Alan: The whole point of having anti-threat software protecting you, is you want to make sure that it is as fast as possible because these hackers that are trying to put malware and keylogging, adware on your system, they’re not going to put less on your system, do you think?

andy: Not at all. And so you want it to be very fast, but you also want it to be very thorough, too. If you find out that there’s a threat on your system that needs to be taken care of and you’re using your scanner to try to find it, you don’t want to be scanning for eighteen hours, looking for it. You want to find it quickly and eliminate it.

Alan: You want to find it before it gets onto your system. And that’s where your heuristics comes in. It actually stops it, looks at it and says, “Hey, we can’t identify this yet, but it looks like it is not really doing what it’s supposed to do. I think this is a threat.” And then it quarantines it.

Randy: It looks at the software and then It says, “Hey, you’ve got a gun in your hand and you’re wearing a mask, covering your face. You know, you look an awful lot like a bank robber.” And it kind of looks like that. We set up rules that we evaluate software with. And if the software looks like other software that’s almost known to be bad, then we’re going to catch it and stop it.

Alan: You can set Nod32 to go out to the web site and get updates as often as you want and you push them out to us.

Randy: A couple of important things about that. You can set it up and by default to check every hour for updates, but that doesn’t mean that there are updates every hour. That’s the strength of our heuristics - we don’t have to update every hour and when we do update the size of our updates are in the hundreds of kilobytes, so it’s a very small update, compared to some products where you’re pulling down eight megabyte updates.

Alan: You can look at it from a standpoint that protection really doesn’t cost money.
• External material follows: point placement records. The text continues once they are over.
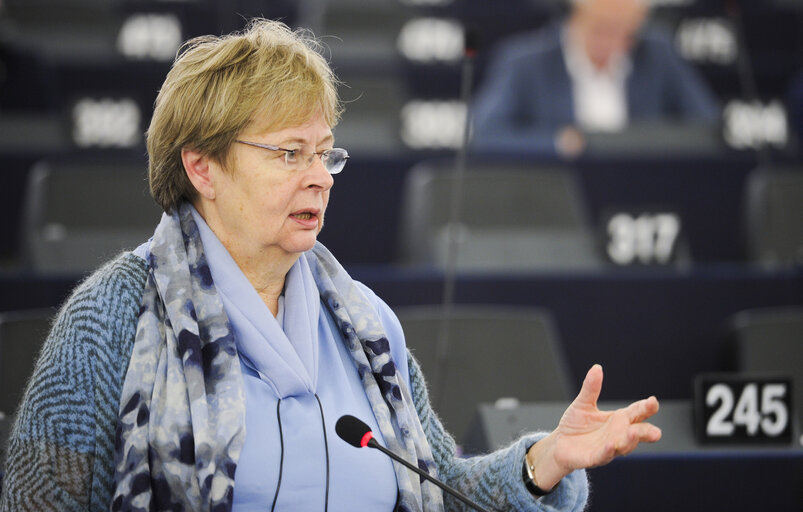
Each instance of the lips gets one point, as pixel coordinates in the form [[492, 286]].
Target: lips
[[307, 217]]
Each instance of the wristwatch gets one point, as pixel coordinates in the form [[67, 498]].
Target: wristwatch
[[528, 475]]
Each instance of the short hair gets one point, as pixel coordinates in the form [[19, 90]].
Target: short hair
[[219, 85]]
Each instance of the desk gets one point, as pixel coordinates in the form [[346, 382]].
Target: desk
[[652, 330], [674, 474]]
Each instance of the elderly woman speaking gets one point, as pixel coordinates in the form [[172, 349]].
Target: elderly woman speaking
[[206, 369]]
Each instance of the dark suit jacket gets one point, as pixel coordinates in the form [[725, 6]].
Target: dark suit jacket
[[526, 96]]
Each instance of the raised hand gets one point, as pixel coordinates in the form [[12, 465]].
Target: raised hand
[[587, 437]]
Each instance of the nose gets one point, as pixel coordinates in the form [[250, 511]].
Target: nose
[[317, 176]]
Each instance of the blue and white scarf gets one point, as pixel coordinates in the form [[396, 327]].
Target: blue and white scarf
[[181, 423]]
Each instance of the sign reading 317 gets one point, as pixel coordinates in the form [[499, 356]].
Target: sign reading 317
[[743, 409]]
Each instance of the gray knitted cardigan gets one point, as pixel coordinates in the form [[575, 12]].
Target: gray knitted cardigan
[[61, 449]]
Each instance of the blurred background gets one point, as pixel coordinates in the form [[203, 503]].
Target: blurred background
[[663, 252]]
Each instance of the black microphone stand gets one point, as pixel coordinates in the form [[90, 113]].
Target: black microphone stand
[[454, 492]]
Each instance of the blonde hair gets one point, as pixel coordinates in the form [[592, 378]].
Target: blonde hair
[[218, 86]]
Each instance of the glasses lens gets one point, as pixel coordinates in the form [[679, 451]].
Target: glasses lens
[[335, 159]]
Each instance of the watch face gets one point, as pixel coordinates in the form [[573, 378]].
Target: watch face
[[529, 481]]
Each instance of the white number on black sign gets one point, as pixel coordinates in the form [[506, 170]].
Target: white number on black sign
[[769, 415], [648, 238]]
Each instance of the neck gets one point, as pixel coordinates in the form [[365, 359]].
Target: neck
[[265, 269]]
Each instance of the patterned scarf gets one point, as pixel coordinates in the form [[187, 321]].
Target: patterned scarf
[[181, 423]]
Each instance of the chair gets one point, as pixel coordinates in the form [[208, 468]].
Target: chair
[[774, 211], [21, 336], [493, 352], [79, 213], [513, 217], [371, 121], [771, 340]]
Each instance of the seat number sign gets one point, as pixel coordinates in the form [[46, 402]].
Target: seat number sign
[[743, 409]]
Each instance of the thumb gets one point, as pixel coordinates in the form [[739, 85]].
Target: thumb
[[592, 386]]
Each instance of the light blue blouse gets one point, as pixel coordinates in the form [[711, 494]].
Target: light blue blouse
[[297, 356]]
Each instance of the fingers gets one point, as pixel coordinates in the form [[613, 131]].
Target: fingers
[[592, 386], [641, 410], [636, 434]]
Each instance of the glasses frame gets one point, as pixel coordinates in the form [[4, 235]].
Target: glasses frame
[[289, 152]]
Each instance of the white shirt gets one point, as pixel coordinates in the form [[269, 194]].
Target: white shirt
[[600, 96]]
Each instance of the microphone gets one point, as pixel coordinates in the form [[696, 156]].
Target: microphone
[[356, 433]]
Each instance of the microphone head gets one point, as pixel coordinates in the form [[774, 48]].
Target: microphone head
[[352, 430]]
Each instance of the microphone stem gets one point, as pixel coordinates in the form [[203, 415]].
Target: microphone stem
[[454, 492]]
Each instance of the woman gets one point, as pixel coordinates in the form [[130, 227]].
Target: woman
[[206, 369]]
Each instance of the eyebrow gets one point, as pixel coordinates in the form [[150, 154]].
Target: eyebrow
[[326, 140]]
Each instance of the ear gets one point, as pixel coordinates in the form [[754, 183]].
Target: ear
[[196, 165]]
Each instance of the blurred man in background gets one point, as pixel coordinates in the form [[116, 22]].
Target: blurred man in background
[[600, 70]]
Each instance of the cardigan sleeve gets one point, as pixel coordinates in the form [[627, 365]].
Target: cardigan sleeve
[[61, 448], [493, 480]]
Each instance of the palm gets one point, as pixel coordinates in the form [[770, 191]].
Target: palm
[[588, 437]]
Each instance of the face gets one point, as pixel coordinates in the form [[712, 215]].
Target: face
[[261, 210], [608, 27]]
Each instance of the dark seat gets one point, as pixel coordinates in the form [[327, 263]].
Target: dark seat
[[492, 352], [770, 340], [513, 217], [79, 213], [774, 210], [21, 336]]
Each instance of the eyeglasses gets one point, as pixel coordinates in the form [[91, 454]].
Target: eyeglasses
[[301, 159]]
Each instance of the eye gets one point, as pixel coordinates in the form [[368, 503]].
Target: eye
[[291, 155]]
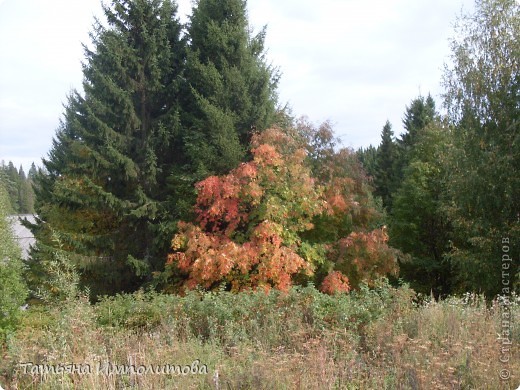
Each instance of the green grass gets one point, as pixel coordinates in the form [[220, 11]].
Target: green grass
[[371, 339]]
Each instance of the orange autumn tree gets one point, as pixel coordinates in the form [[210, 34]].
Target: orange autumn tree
[[249, 221], [289, 214]]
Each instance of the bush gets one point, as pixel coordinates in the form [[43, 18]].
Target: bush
[[13, 290]]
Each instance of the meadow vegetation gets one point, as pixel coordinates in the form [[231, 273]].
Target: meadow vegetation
[[378, 338]]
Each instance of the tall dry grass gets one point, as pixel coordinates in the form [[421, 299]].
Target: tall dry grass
[[372, 339]]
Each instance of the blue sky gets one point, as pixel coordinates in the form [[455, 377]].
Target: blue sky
[[356, 63]]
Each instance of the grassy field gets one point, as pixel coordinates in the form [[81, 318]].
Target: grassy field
[[379, 338]]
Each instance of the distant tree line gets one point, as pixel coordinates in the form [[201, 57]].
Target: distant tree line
[[19, 187], [450, 185], [179, 134]]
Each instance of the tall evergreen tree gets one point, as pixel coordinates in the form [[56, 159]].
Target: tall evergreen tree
[[368, 158], [104, 190], [13, 290], [384, 179], [419, 225], [418, 115], [230, 89], [482, 98]]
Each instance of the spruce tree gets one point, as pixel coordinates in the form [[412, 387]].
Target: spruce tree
[[419, 225], [384, 179], [418, 115], [230, 89], [104, 189], [13, 290], [482, 97]]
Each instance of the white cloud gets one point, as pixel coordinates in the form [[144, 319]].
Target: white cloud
[[355, 62]]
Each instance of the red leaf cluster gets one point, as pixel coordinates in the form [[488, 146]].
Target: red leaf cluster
[[335, 282]]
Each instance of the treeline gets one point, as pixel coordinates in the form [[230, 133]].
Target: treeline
[[19, 187], [450, 184], [179, 134]]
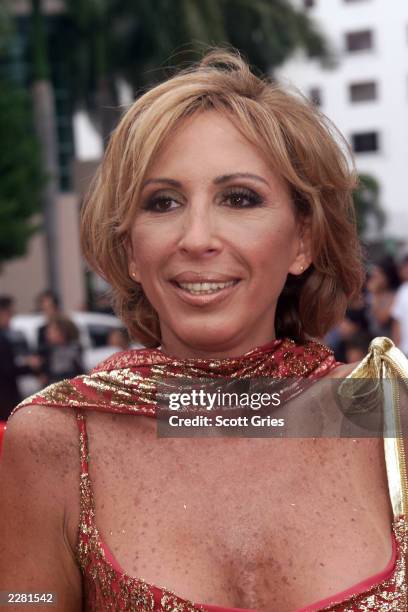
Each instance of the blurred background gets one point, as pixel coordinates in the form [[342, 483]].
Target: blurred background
[[68, 69]]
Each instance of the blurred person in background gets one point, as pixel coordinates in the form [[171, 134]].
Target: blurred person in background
[[403, 269], [9, 368], [399, 309], [352, 328], [62, 353], [48, 304], [382, 284], [356, 346]]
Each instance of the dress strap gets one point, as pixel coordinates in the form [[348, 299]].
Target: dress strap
[[87, 503], [386, 363]]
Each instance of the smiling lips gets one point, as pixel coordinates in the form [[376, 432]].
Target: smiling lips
[[197, 284]]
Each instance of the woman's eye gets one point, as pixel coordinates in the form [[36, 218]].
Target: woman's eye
[[161, 204], [242, 198]]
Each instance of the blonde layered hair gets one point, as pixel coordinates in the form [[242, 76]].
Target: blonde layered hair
[[300, 144]]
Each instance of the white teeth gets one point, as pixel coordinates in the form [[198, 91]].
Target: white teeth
[[199, 288]]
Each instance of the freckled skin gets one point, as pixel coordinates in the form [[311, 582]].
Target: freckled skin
[[239, 552]]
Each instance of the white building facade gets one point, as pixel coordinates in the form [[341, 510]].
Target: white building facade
[[365, 91]]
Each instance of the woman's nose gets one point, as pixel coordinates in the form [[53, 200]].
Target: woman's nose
[[199, 233]]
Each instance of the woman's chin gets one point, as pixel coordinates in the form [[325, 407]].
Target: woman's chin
[[205, 343]]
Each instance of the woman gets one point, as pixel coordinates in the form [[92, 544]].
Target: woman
[[61, 354], [382, 285], [221, 215]]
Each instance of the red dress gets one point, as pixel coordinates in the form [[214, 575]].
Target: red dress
[[125, 383]]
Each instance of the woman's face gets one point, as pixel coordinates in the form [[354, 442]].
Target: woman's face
[[214, 240], [377, 280]]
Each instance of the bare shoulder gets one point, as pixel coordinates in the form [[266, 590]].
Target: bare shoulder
[[39, 473]]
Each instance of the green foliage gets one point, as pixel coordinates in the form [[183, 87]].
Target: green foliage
[[20, 171], [367, 203], [137, 40]]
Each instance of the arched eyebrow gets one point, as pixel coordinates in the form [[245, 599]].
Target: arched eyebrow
[[219, 180]]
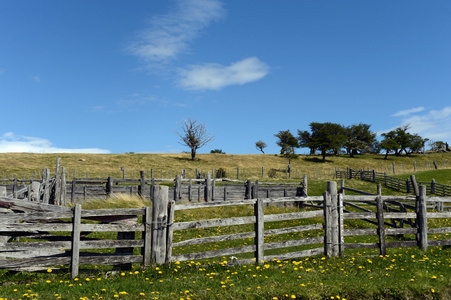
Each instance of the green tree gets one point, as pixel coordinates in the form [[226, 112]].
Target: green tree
[[306, 141], [287, 142], [359, 138], [193, 135], [389, 143], [260, 145], [324, 137], [438, 146]]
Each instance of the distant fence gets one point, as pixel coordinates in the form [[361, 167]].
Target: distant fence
[[402, 185], [59, 191], [151, 241]]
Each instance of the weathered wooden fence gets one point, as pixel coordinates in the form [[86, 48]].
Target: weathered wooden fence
[[69, 236], [403, 185], [59, 191]]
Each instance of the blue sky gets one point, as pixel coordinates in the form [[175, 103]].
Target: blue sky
[[116, 76]]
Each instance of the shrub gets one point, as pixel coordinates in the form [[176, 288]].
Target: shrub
[[221, 173]]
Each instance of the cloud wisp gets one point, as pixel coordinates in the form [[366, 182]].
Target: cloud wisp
[[433, 124], [407, 112], [10, 142], [215, 76], [170, 34]]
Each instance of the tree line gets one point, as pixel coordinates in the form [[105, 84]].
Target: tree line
[[324, 138], [332, 138]]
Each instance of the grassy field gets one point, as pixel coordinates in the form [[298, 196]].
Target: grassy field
[[405, 273], [23, 165]]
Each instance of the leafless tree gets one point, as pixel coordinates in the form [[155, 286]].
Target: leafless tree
[[194, 135]]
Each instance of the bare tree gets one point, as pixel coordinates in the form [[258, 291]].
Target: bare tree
[[194, 135], [260, 145]]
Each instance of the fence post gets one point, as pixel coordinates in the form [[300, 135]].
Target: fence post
[[46, 184], [331, 220], [305, 189], [422, 219], [381, 225], [170, 231], [433, 186], [207, 192], [109, 187], [259, 231], [247, 193], [147, 221], [177, 187], [255, 190], [142, 184], [75, 247], [159, 223]]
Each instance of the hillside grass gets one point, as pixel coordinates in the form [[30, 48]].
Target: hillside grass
[[24, 165], [405, 273]]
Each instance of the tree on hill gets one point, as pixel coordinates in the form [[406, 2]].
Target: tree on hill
[[389, 143], [306, 141], [260, 145], [193, 135], [324, 137], [359, 138], [287, 142]]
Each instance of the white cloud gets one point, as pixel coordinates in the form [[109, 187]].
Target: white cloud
[[408, 111], [434, 124], [215, 76], [170, 34], [36, 79], [10, 142]]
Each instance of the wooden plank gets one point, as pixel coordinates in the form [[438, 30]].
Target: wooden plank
[[293, 243], [381, 226], [361, 245], [294, 216], [23, 205], [147, 236], [34, 262], [422, 219], [75, 248], [259, 231], [213, 253], [170, 231], [159, 223], [214, 223], [297, 254]]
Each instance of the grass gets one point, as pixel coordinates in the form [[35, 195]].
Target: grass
[[405, 273], [24, 165]]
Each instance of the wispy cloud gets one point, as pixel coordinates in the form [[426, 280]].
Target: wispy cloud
[[9, 142], [36, 79], [408, 111], [433, 124], [169, 34], [215, 76]]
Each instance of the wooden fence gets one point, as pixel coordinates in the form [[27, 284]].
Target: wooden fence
[[403, 185], [59, 191], [56, 236]]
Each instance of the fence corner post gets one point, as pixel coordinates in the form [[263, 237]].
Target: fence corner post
[[422, 219], [159, 223], [75, 246], [259, 231]]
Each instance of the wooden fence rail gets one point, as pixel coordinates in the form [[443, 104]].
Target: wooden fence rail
[[193, 190], [402, 185], [53, 235]]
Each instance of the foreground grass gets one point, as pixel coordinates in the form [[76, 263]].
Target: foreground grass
[[251, 166], [402, 274]]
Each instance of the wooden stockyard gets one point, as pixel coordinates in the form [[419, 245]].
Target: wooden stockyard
[[51, 236]]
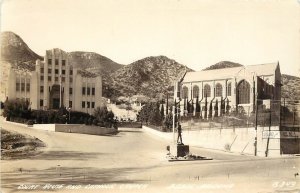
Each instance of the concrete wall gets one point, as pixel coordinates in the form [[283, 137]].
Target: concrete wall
[[84, 129], [240, 140], [45, 127], [75, 128]]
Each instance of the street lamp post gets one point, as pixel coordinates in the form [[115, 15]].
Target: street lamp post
[[69, 109]]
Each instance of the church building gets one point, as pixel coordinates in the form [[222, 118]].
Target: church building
[[229, 88]]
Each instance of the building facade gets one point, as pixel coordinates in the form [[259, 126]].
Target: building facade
[[55, 83], [229, 87]]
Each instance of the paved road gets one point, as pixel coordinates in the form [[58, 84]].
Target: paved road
[[134, 161]]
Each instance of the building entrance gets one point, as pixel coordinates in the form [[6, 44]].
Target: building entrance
[[55, 97]]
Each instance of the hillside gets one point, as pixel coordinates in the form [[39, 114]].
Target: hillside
[[149, 76], [93, 62], [16, 52], [223, 64]]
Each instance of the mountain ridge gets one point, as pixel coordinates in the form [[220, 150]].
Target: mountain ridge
[[148, 76]]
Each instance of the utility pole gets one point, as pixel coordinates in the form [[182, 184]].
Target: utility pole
[[174, 123], [256, 113]]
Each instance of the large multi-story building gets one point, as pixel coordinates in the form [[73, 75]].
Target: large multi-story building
[[54, 83], [238, 86]]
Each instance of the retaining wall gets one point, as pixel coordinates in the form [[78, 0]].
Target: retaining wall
[[240, 140], [84, 129], [75, 128]]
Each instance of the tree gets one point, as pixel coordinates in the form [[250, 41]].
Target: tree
[[184, 106], [210, 110], [162, 112], [103, 116], [168, 122], [198, 108], [205, 108], [216, 108], [227, 107], [16, 109]]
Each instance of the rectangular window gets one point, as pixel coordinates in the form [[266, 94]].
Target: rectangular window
[[27, 87], [22, 86], [17, 86]]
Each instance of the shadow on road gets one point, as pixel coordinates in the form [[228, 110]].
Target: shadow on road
[[66, 175], [66, 155]]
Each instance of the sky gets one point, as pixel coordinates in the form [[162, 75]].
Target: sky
[[196, 33]]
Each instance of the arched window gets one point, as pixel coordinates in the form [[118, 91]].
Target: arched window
[[229, 89], [185, 92], [218, 90], [195, 91], [243, 92], [206, 90]]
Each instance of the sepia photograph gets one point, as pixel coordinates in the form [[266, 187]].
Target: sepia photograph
[[141, 96]]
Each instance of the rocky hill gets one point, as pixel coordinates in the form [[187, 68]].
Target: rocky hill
[[16, 52], [223, 64], [93, 62], [149, 76]]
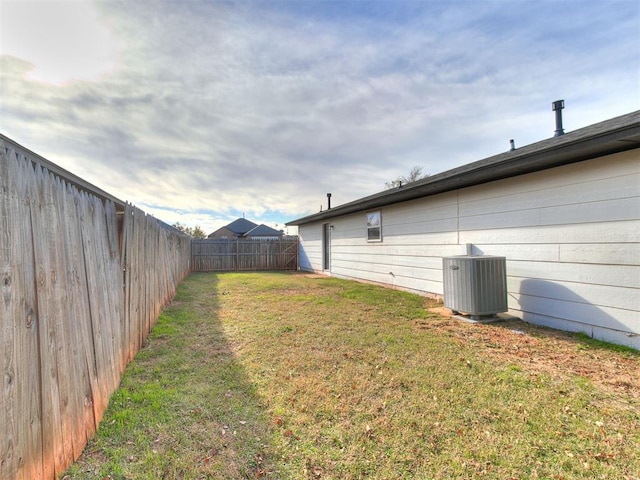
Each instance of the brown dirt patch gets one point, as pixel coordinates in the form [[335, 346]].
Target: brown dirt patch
[[543, 350]]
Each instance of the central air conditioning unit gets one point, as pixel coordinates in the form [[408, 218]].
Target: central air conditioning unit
[[475, 285]]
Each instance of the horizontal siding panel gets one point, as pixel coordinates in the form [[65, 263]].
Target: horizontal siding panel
[[611, 253], [602, 295], [613, 232], [389, 260], [613, 275], [425, 227], [528, 252], [399, 250], [382, 271], [604, 211], [600, 189]]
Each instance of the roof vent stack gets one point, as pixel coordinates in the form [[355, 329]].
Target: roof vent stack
[[557, 107]]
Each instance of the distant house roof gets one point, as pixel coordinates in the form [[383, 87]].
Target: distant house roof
[[245, 228], [263, 231], [236, 228], [241, 226], [611, 136]]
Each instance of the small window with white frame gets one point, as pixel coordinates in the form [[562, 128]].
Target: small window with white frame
[[374, 227]]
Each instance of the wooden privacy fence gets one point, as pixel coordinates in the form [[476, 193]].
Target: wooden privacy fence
[[82, 280], [244, 254]]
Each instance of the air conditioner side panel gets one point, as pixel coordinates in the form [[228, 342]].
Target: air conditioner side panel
[[475, 284]]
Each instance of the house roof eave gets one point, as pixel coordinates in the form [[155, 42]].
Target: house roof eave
[[605, 138]]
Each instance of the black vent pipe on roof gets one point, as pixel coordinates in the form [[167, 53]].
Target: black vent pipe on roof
[[557, 107]]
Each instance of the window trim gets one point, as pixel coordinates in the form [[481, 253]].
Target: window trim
[[374, 222]]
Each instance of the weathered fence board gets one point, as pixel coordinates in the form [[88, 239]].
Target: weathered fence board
[[244, 254], [81, 284]]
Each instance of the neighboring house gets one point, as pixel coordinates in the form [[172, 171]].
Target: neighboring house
[[243, 228], [565, 212]]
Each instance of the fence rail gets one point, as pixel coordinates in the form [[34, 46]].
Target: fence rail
[[83, 278], [244, 254]]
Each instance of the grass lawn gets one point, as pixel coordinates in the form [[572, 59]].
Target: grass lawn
[[291, 376]]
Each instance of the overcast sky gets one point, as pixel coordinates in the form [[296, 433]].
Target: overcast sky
[[200, 111]]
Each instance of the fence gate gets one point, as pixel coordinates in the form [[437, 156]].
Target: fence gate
[[244, 254]]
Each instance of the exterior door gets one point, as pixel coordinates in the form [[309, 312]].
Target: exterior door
[[326, 247]]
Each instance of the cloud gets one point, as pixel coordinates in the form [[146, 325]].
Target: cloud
[[210, 109]]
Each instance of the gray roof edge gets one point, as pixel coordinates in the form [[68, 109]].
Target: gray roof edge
[[603, 138]]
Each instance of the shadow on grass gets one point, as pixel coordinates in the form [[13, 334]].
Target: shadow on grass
[[185, 408]]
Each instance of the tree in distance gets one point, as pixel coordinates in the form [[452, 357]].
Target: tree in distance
[[195, 232], [414, 175]]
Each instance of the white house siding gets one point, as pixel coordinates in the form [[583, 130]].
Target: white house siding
[[571, 236]]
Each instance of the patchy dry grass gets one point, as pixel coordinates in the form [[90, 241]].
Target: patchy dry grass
[[290, 377]]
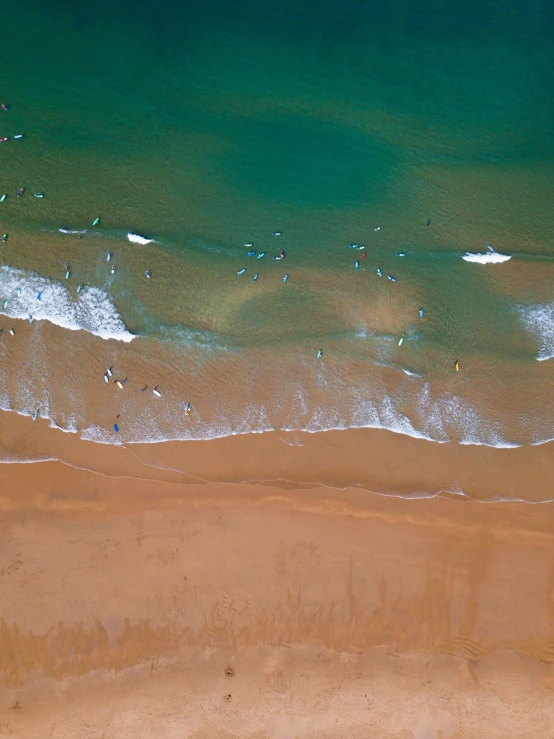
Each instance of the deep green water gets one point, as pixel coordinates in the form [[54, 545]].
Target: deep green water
[[206, 125]]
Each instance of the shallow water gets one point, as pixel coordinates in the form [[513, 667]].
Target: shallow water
[[206, 127]]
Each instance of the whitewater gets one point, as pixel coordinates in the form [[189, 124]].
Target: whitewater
[[26, 295]]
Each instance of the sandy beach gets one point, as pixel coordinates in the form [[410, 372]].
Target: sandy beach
[[221, 588]]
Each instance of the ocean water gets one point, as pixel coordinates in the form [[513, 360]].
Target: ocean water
[[202, 127]]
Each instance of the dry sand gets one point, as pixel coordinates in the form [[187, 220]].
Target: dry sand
[[246, 588]]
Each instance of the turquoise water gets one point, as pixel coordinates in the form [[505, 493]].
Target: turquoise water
[[206, 126]]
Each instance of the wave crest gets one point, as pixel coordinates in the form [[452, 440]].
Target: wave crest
[[91, 310]]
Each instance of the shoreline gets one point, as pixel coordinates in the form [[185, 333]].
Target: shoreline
[[374, 461], [133, 577]]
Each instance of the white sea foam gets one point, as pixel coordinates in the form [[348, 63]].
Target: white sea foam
[[137, 239], [490, 257], [91, 310], [539, 320]]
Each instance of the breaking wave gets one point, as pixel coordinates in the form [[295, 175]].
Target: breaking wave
[[26, 295]]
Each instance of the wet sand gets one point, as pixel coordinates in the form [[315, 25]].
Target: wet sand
[[244, 587]]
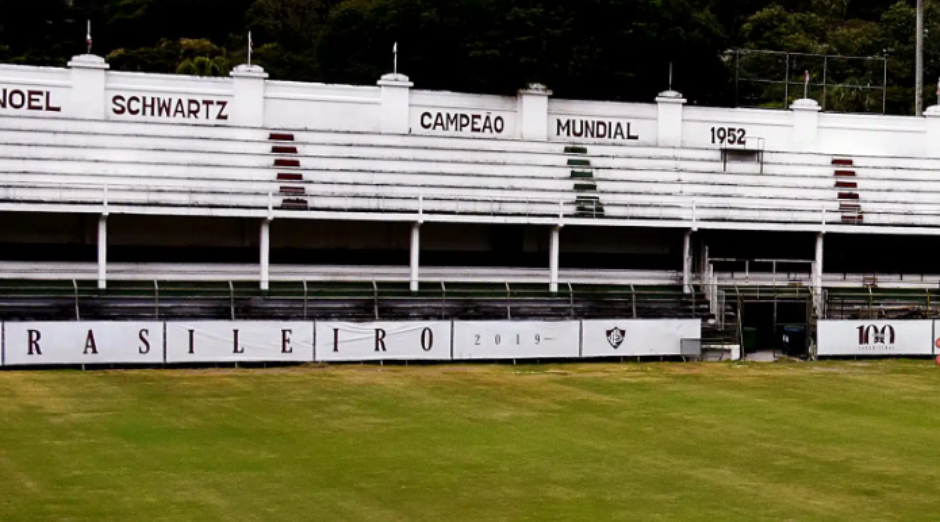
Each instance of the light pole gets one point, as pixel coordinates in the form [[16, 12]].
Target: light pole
[[919, 81]]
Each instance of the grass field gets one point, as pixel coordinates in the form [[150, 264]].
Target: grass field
[[813, 441]]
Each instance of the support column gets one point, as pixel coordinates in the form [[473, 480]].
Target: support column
[[554, 251], [687, 262], [247, 108], [817, 274], [265, 253], [396, 103], [533, 112], [669, 118], [87, 95], [805, 125], [932, 143], [415, 256], [102, 251]]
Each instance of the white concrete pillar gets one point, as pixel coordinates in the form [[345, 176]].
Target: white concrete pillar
[[554, 252], [87, 95], [248, 95], [817, 274], [805, 125], [415, 256], [396, 103], [102, 251], [669, 119], [932, 138], [265, 247], [687, 262], [533, 112]]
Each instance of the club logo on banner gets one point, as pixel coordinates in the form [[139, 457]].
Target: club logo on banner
[[515, 339], [874, 338], [241, 341], [340, 341], [614, 338], [49, 343]]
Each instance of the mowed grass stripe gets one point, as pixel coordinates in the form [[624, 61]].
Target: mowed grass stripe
[[820, 441]]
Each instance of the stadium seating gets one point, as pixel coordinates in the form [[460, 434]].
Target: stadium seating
[[151, 168]]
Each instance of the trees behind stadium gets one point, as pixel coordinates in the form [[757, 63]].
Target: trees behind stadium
[[590, 49]]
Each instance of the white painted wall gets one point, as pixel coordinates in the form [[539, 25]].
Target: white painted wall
[[247, 98]]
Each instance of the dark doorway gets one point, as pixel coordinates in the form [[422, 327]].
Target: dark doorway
[[780, 326]]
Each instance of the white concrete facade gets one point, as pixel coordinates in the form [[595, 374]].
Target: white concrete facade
[[91, 141]]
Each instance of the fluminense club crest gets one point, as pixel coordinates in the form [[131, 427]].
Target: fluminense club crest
[[615, 337]]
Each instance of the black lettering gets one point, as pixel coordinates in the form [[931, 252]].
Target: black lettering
[[488, 124], [17, 104], [631, 136], [145, 346], [148, 103], [34, 336], [90, 343], [49, 106], [193, 106], [221, 115], [285, 342], [618, 132], [117, 105], [164, 107], [379, 340], [427, 339]]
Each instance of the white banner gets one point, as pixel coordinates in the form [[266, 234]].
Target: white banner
[[239, 341], [383, 341], [83, 343], [874, 337], [635, 337], [516, 339]]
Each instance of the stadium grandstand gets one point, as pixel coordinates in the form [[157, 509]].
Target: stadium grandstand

It saves you money; because all you have to do is get a virus on your system and you can see how much money you’re going to spend to get it off.

Randy: Microsoft has actually advised that if we get infected with Spyware, you should reformat your computer. So, if you calculate your time and set your hourly rate, (what your time is worth per hour), that you take to back up your data and then format and re-install your operating system, you’ll find that one-year subscription for Nod32 costs a whole lot less than one Virus, one Spyware incident on your computer, if you value your safety and security.

Alan: Randy, if someone would like to find out more information about the Nod32 family, where would they go?

Randy: http://www.eset.com/. And you can download a fully functional 30-day trial, test it out to your heart’s content; just make sure that you disable or uninstall your current anti-virus product, because you don’t’ want two of them on the system at the same time.

Alan: Randy, it’s been our pleasure to have as our guest today, talking about why we need really fast scanning engines on our computer system and hope to have your back on the air again, real soon.

Randy: Thank you Alan. It’s always a pleasure to talk with you and be on your show.